Having thus defined my invention, I claim:
1. An apparatus for heating an elongated metal workpiece as it moves longitudinally along a given path, said apparatus comprising: an outer drum-like first member having a radially inwardly facing, generally cylindrical surface; means for rotating said first member on a first axis generally parallel with said path; an inner drumlike second member having a radially outwardly facing, generally cylindrical surface smaller than said inwardly facing surface; means for rotating said second member Within said first member and on a second axis generally parallel with said path; said path, first axis and second axis being substantially in the same plane with said path being between said surfaces; a plurality of permanent magnets secured onto each of said surfaces; said magnets facing radially from said surfaces and having outer pole faces; said magnets being arranged on each member in a series of longitudinally spaced annular patterns with each pattern having alternate north and south magnetic pole faces and an annular pattern of one member being longitudinally aligned with an annular pattern of the other member; and means for synchronizing the rate of rotation of said members to allow a pole face on said first member to coincide with an opposite polarity pole face of said second member as said pole faces pass through said plane.

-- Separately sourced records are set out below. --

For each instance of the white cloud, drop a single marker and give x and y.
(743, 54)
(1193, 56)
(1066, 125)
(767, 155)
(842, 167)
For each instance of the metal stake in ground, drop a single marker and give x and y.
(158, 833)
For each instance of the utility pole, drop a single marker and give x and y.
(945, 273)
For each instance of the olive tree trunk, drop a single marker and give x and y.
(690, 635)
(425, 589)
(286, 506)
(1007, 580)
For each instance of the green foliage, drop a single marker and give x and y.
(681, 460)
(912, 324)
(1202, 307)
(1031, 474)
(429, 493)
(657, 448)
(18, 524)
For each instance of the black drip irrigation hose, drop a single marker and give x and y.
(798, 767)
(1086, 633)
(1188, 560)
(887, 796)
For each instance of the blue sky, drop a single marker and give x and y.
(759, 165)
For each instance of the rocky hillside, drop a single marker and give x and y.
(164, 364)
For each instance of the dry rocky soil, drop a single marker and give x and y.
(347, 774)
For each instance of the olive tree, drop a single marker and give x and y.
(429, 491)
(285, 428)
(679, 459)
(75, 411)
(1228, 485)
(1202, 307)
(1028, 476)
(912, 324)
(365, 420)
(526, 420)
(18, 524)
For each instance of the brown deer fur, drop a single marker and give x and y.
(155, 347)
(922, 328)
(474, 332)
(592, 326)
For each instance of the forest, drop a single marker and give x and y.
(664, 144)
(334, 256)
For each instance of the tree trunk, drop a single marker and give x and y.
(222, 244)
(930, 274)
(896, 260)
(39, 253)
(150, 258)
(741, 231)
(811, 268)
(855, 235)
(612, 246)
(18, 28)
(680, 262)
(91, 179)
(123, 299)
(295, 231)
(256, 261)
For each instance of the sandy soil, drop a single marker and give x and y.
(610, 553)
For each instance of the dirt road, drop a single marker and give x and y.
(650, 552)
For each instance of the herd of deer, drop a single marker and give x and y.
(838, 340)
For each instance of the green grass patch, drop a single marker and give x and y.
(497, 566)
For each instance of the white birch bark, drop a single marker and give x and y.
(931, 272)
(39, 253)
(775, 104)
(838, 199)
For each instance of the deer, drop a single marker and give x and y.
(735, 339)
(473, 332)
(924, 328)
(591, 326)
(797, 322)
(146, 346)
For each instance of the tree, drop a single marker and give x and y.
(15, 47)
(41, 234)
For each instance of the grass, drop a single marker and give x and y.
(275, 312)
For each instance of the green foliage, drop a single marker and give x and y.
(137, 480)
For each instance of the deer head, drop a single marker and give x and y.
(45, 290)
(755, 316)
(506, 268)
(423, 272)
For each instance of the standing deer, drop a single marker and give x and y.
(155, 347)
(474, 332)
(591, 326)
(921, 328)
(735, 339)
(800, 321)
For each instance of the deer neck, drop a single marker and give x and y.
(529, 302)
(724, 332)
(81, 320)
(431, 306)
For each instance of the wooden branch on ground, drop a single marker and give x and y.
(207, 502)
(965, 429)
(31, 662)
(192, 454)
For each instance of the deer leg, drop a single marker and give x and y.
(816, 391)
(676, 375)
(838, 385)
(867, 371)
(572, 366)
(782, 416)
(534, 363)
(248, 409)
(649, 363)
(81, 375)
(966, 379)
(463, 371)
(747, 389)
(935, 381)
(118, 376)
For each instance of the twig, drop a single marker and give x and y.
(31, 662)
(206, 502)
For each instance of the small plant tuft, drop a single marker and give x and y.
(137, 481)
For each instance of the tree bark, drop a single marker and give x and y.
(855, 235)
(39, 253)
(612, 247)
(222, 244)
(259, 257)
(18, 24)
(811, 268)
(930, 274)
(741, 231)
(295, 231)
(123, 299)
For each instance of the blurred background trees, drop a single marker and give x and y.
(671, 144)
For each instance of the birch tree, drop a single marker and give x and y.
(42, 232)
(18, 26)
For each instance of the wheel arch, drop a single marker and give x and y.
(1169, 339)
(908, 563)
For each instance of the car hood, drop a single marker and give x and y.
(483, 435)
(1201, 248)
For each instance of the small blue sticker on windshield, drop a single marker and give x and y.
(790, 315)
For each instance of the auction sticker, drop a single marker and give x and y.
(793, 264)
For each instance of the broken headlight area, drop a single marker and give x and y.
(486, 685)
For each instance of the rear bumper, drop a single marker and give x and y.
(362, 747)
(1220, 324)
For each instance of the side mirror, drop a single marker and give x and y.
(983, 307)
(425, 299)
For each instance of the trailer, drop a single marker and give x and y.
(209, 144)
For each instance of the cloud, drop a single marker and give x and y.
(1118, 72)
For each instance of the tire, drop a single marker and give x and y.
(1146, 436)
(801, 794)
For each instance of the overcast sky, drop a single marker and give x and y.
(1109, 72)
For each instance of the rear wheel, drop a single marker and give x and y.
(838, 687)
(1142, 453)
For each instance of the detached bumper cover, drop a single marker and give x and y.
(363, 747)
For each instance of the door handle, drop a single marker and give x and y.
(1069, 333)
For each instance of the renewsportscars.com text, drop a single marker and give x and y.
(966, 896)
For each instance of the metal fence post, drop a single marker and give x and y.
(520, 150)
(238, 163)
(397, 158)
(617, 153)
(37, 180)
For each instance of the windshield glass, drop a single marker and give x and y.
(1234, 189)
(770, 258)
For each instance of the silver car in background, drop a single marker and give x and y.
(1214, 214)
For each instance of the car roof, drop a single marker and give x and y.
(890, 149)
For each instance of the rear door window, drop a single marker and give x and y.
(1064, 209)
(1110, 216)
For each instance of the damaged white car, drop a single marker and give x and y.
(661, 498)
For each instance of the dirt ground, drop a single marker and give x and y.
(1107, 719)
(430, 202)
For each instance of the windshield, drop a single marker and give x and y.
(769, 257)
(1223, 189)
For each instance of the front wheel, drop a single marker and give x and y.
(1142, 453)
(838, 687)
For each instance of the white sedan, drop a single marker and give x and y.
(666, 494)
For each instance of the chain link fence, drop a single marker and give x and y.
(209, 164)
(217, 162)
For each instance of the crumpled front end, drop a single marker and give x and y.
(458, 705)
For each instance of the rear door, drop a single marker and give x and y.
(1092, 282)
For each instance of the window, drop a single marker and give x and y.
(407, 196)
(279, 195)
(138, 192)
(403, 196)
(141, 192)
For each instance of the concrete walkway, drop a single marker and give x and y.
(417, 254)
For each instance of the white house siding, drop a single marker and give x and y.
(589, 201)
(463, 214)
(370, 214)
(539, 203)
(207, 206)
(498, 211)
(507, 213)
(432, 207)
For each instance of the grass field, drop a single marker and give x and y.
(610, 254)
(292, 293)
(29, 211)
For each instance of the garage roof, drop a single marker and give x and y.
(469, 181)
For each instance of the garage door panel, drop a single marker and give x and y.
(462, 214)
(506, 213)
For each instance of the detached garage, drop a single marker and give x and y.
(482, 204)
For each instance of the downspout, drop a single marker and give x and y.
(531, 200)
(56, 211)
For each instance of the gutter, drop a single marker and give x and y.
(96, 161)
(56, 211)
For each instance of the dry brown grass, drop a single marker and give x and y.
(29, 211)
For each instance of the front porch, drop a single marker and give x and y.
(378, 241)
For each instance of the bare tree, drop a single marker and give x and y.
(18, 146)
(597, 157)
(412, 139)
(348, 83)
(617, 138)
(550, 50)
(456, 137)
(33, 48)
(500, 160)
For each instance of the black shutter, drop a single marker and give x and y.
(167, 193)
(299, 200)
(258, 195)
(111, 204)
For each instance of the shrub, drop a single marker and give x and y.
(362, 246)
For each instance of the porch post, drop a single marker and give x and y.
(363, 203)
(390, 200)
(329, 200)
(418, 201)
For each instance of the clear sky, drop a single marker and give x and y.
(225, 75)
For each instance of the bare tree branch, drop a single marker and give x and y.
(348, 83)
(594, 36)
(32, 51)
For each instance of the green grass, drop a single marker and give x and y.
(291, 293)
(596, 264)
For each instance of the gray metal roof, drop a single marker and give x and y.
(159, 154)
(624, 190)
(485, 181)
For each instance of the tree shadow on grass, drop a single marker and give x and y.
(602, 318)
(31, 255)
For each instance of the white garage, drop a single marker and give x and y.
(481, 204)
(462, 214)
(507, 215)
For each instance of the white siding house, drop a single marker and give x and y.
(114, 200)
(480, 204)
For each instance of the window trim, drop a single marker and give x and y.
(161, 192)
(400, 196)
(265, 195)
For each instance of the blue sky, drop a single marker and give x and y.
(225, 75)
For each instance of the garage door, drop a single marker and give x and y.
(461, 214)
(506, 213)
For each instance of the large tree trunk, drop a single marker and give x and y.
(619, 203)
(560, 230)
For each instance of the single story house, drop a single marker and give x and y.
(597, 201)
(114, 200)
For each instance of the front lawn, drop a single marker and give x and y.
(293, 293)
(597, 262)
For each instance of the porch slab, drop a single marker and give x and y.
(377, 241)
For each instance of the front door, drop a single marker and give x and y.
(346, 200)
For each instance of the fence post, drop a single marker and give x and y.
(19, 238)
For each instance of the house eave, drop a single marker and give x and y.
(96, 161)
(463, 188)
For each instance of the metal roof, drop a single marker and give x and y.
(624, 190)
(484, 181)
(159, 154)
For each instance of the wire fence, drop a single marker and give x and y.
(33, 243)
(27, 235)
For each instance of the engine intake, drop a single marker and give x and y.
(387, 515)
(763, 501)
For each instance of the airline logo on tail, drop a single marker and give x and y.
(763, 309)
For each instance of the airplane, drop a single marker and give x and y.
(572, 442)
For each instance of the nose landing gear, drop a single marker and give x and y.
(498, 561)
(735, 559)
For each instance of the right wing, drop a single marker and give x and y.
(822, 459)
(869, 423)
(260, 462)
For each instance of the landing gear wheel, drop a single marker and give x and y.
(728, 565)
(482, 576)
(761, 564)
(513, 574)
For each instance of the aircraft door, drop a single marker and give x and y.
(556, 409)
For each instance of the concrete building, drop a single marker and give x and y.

2. An apparatus as defined in claim 1 wherein said pole faces in adjacent patterns on each of said members are circumferentially shifted from each other a distance equal to approximately one half the spacing between adjacent pole faces in each pattern.
3. An apparatus as defined in claim 1 including means for changing the spacing between said axes to change the spacing of the pole faces as they pass through said plane.
4. An apparatus as defined in claim 1 wherein the annular patterns on said second member have less magnets than the patterns on said first member.
5. An apparatus for heating an elongated metal workpiece as it moves longitudinally along a given path, said apparatus comprising: an outer drum-like first member having a radially inwardly facing, generally cylindrical surface; a first motor means for rotating said first member on a first axis generally parallel with said path; an inner drum-like second member having a radially outwardly facing, generally cylindrical surface smaller than said inwardly facing surface; a second motor means for rotating said second member within said first member and on a second axis generally parallel with said path; said path, first axis and second axis being substantially in the same plane with said path being between said surfaces; a plurality of permanent magnets secured onto each of said surfaces; said magnets facing radially from said surfaces and having outer pole faces; said magnets being arranged on each member in a series of longitudinally spaced annular patterns with each pattern having alternate north and south magnetic pole faces and an annular pattern of one member being longitudinally aligned with an annular pattern of the other member; and means for synchronizing said first and second motor means to allow a pole face on said first member to coin cide with an opposite polarity pole face of said second member as said pole faces pass through said plane.
6. An apparatus for heating an elongated metal workpiece as it moves longitudinally along a given feedline, said apparatus comprising: a plurality of first permanent magnets, means for moving said first magnets in first given paths, a plurality of second permanent magnets having polarities opposite to said first permanent magnets, means -for moving said second magnets in second given paths, said first and second given paths coming together, but slightly spaced, at said feedline, said paths being in a plane transverse to said feedline and spaced substantially from each other remote from said feedline.